In the most unbalanced case where each time we can only reduce the size of the array by one (the pivot), this becomes identical to quicksort worst case:
\[ T(n) = T(n-1) + O(n) = O(n^2) \]
So the best case of quickselect is \(O(n)\), which is faster than quicksort best case, and this makes sense since selection is easier than sorting. However, the worst case of quickselect is as slow as quicksort worst case!
Caveat: what if you’re really lucky that the first time is a case 3
(i.e., \(k\)==len(left)+1
)
so that you don’t need to do any further recursion?

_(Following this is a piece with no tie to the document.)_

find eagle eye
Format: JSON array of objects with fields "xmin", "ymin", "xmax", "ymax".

Well, that’s still
\(O(n)\) because of partition. So
quickselect best case is always \(O(n)\), unlike binary search in sorted
array, whose best case is actually \(O(1)\) (if you find the query in the first
try; its worst case is \(O(\log
n)\)).
What about the average case? Similar to quicksort, its average case is the same as its best case: \(O(n)\). If you understand our derivation of quicksort average case, you can derive quickselect average case yourself very easily.
Quickselect is not worst-case linear-time but rather expected linear-time (meaning the average complexity is linear in the size of the array). In practice, with randomized pivot, this is good enough, because there is no a priori worst case input. However, if you really want a deterministic (i.e., not randomized) worst-case linear-time selection algorithm, there is indeed one, called “median of medians” algorithm, which is rather complicated (though very clever). More importantly, it is actually quite slow (much much slower than quickselect!) due to a high constant factor. This algorithm is beyond the scope of our course; see the Wikipedia article (linked above) or other textbooks such as CLRS. In practice, just use quickselect.
Similarly, quicksort is quite a bit faster than mergesort in practice, although the former is expected \(O(n\log n)\) while the latter is worst-case \(O(n\log n)\). (Well, to be fair to mergesort, it is still a very simple and useful algorithm while deterministic selection is too complicated and not practical).
The reasons why quicksort is faster than mergesort are:
algorithm | divide | conquer | combine | complexity |
---|---|---|---|---|
quicksort | partitioning: \(O(n)\) | \(2\times\): best: \(n/2+n/2\); worst: \((n-1)+0\) | trivial: \(O(1)\) (in-place) or \(O(n)\) (out-of-place) | best/avg: \(O(n\log n)\); worst: \(O(n^2)\) |
quickselect | partitioning: \(O(n)\) | \(1\times\): best: \(n/2\); worst: \((n-1)\) | n/a | best/avg: \(O(n)\); worst: \(O(n^2)\) |
binary search | split: \(O(1)\) | \(1\times\): always \(n/2\); | n/a | always \(O(\log n)\) |
Quickselect, like quicksort, was also invented by the Turing Award winner Tony Hoare, and is known as Hoare’s selection algorithm.
The deterministic linear-time selection algorithm, “median of medians”, was invited by Blum, Floyd, Pratt, Rivest, and Tarjan in 1973 when they were all at Stanford. Among them, Blum, Rivest, and Tarjan later received Turing Awards (for other contributions), and Floyd and Pratt are also legendary figures in computer science.